The tech behind the AirConsole Karaoke Machine

Today we launched our online karaoke machine. Our HTML5 app transforms your big screen into the karaoke display and your smartphone becomes the remote control. You can connect any number of smartphones and everyone can queue up songs.

The smartphones are connected to the big screen using the AirConsole API. In this blog post I'm going to dive into the karaoke tech we have built and not so much into how the AirConsole platform works.

One of the coolest features of our web app is that the artist can help you sing. If you forget the lyrics, the artist will take over and will help you to get back into the song. Let's look at how we do this.
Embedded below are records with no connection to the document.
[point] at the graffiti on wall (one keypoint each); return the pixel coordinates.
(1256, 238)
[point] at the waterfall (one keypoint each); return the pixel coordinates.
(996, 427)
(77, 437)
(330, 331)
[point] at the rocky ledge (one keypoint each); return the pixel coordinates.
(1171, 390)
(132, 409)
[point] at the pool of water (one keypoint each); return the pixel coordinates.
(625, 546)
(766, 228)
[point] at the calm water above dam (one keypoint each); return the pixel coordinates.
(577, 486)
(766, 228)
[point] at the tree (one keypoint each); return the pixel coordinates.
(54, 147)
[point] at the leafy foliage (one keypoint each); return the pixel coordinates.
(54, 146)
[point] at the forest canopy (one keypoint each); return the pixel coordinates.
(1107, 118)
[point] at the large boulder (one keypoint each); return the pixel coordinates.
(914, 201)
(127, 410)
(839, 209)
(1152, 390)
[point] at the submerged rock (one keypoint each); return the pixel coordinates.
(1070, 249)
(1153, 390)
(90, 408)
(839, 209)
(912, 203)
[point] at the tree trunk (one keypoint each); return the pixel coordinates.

Singing together with the artist

We're getting our songs from YouTube. We automatically crawl the most popular karaoke YouTube channels to get the latest songs and also search for the original music video. So far we have about 7500 karaoke songs in our library. A few hundred have the "singing together with the artist feature" enabled. In the screenshot above, you can see that the original video clip including the artist audio is running on the left side of the screen, while the karaoke version without the artist audio is running on the right side of the screen. When you sing, we mute the original video clip, when you don't sing we mute the karaoke version and un-mute the original clip so you can hear the artist.

Syncing the songs

In order for this to work well, the two video clips need to be perfectly in sync. Most music and karaoke videos have some kind of intro of different length, so you can't just start playing both youtube videos and expect that they are in sync, you need to time shift them. Finding the correct timeshift manually would be very time consuming, so we developed an algorithm that looks at the audio tracks of both videos and tries to minimize the difference by trying different time shifts. Once the difference is minimal, the songs are in sync. Well, most of the time. We have a hitrate of about 98% and we review the results manually.
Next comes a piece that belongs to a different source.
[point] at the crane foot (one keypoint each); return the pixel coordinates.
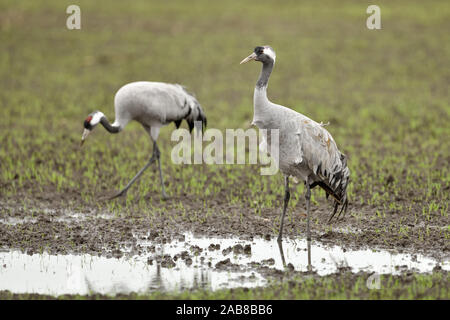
(119, 194)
Detecting if the user is singing

We have different mechanisms to decide if the artist audio should be played or if the user wants to sing himself. The easiest is the microphone button on the smartphone. If the user presses it, we know he wants to sing and we should mute the artist. But we also have a more advanced way. You can hookup a real microphone to your laptop and we use the WebRTC getUserMedia and AudioContext HTML5 functionality to get the input volume of the microphone in javascript. When we see that the volume is above a threshold, we know the user is singing and doesn't need any help so we mute the artist. We could also use the smartphones microphone, but because iOS does not support WebRTC yet we decided to use the laptops microphone instead.

Recording yourself

Our karaoke machine can also record a video of you singing your favorite song. We only wanted to use HTML5 technology without plugins. This turned out to be trickier than we first thought. WebRTC getUserMedia has no implemented support for recording yet. However there are some great javascript libraries like RecordRTC that help you to record your videos locally. However different browsers use different video codecs and some can only record raw WAV audio. These files are huge and can't really be easily shared by the user. Another problem is that Chrome, the most popular browser on AirConsole, records audio and video into two separate files and they need to be merged. So we decided to add an autoscaling server side, that merges these files, transforms them into a compact mp4 video and emails them to the users. Only one problem left: How do you transfer huge WAV files to the server? 40MB for a 3 minute video? No thank you. It's amazing what you can do these days in javascript, for example transcode a WAV file into an MP3 inside the browser using multithreading with the help of webworkers. Problem solved.

Now give it a try!

Now it's time to try our AirConsole Karaoke Machine. We had tons of fun building the karaoke machine and sang way too much during development. Apologies to the rest of the people here in the office.